Making Emergency Calls

FRESNO, Calif.

That's the first piece of information emergency dispatchers need to know to get help quickly to people like Alexa, age 12. When a fire broke out in her home, Alexa grabbed her dog and her cell phone, ran outside and got through right away to 911.

Fortunately, Alexa was able to give her address quickly and accurately. But if the caller can't give the address, the dispatchers have to rely exclusively on technology to locate the phone. And which kind of phone, cell or landline, is easier to locate?

"More effective is definitely calling from a landline because we get all the information on a screen and we have an exact location," Jeanette Cepin said.

Landlines - and Internet phone services called VoIP - are almost always located right away on call center screens. But pinpointing cell phones is more difficult.

"Emergency personnel locate a cell phone through its internal GPS or through cell tower signals. That's less precise than with a landline and could cost precious time."

Another issue when using a cell phone in an emergency - a weak signal can also cost you time.

"Our survey found a slightly higher percentage of cell-phone users had trouble getting through to 911 on the first try.

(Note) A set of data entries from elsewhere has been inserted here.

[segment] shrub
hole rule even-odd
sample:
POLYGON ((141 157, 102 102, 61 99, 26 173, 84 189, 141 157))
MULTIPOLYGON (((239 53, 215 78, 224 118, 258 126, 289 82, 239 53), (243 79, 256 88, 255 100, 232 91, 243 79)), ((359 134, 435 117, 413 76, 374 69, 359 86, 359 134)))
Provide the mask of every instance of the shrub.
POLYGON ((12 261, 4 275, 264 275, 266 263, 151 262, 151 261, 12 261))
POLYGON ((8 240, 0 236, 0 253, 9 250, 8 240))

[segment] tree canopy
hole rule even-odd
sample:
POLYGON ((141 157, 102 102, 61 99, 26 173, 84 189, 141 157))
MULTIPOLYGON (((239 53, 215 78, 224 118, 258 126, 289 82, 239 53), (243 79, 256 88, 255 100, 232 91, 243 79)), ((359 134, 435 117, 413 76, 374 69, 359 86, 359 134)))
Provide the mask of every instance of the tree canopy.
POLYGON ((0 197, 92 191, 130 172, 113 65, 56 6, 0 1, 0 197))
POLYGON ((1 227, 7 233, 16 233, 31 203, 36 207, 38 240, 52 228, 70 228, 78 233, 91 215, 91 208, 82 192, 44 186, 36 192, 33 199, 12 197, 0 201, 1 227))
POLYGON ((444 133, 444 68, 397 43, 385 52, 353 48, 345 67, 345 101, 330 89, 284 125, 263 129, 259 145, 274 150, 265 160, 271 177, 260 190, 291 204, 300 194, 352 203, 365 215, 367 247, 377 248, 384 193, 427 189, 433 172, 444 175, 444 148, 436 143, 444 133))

But nearly all were able to get through with a little more effort," Paul Reynolds said.

So consumer reports' survey shows cell phones are pretty reliable. Nevertheless, consider keeping your landline if you don't get good cell-phone reception at home or you live in a remote or rural area where service can be spotty.

Also, a landline is better if you're concerned the caller may not be able to give an exact address in an emergency.

It's interesting to note, 60 percent of the 240 million calls made to 911 in the US comes from cell phones.

And consumer reports' survey shows, not surprisingly, that a big reason is people are calling from a car to report a road emergency.